C.      LA SENCILLEZ ESPIRITUAL IMPLICA CONFIANZA Y DEPENDENCIA DE DIOS

      Otra de las actitudes que deben componer el carácter del discípulo de Cristo encuentra su origen en la fe que el pobre deposita en la dispensación misericordiosa de Dios de toda sus riquezas en gloria. Sabiéndonos pobres espiritualmente, no solo hemos de mostrar en confesión esta realidad, sino que en la práctica el creyente ha de tener una confianza humilde en Dios, aunque su lealtad resulte en opresión y desventaja material. La pobreza de espíritu y su reconocimiento diario de la misma nos ayuda a confiar en la provisión espiritual de Dios. No es posible aceptar nada de las manos de Dios si primeramente no estamos vacíos de nosotros mismos, de nuestros merecimientos y de nuestros intentos por auto-justificarnos. Cuando nos despojamos de nuestra máscara de orgullo espiritual podemos acceder a la gloriosa abundancia de bendiciones espirituales presentes en el reino de Dios. El corazón se muestra generoso y desprendido para con los demás, sabiendo con absoluta certeza que haciéndose pobres por amor del reino de los cielos redundará en morar por toda la eternidad en la presencia del Señor.

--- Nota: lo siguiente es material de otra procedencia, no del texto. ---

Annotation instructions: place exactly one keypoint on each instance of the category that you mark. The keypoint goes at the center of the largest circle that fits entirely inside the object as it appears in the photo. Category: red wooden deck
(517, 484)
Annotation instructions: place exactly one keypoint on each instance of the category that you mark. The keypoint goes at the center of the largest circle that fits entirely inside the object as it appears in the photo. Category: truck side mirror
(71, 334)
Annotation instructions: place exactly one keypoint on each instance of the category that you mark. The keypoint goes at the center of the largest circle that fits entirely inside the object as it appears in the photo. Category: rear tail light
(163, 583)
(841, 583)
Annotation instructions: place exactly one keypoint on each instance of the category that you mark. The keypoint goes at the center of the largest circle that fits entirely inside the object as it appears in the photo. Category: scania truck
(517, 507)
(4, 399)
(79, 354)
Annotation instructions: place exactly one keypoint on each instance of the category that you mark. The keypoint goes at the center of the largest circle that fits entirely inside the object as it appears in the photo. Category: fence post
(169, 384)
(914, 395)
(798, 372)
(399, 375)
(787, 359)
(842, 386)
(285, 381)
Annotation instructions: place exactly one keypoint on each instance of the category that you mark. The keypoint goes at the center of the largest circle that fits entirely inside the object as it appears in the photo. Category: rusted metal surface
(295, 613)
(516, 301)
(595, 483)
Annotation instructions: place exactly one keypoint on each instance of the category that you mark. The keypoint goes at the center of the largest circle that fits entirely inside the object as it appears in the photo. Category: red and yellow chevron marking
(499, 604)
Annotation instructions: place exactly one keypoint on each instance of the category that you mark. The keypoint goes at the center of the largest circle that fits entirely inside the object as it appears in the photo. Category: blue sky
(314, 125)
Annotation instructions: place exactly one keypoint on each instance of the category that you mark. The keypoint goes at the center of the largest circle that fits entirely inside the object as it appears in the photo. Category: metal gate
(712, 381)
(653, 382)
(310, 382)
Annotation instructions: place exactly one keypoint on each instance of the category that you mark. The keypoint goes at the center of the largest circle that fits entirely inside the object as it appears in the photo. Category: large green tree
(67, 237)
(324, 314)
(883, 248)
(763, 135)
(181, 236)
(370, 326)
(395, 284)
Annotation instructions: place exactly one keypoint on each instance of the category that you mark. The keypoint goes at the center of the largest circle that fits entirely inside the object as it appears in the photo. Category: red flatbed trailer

      Seremos felices, según lo que especifica Jesús con sus palabras, cuando admitamos nuestra dependencia de Dios en todos los aspectos, caminando por la vida pendientes y expectantes ante lo que Dios quiera darnos. Jesús siempre se mostró sencillo de corazón en este respecto. Nunca ocultó su dependencia de su Padre celestial y siempre fio toda su actuación y ministerio a su voluntad: “Todo lo que el Padre me da, vendrá a mí; y al que a mí viene, no le echo fuera. Porque he descendido del cielo, no para hacer mi voluntad, sino la voluntad del que me envió.” (Juan 6:37-38). Jesús se sujetó a lo que Dios lo había llamado para bendición y felicidad de todos aquellos que creemos en su nombre. En tanto en cuanto decidamos someternos a la gracia de Dios, tendremos el camino expedito al reino de los cielos, el cual acoge a aquellos discípulos de Jesús que siguen creciendo al compás de su ejemplo y palabras de vida.

CONCLUSIÓN

     Esta primera bienaventuranza nos invita a ser sencillos de corazón. De vivir coherentemente de acuerdo con esta faceta del carácter de Cristo dependerá nuestra felicidad y alegría de vida. La marca distintiva del seguidor de Jesús y del miembro de la iglesia de Cristo en Carlet que aspire a ser moldeado por el Espíritu Santo deberá diferenciarse de la norma egocéntrica y altiva del entorno social en el que nos hallamos. Somos distintos porque en nuestro reconocimiento de nuestra pobreza espiritual podemos alumbrar nuestra comunidad con la luz de la humildad y la honradez que tanto necesita nuestro mundo.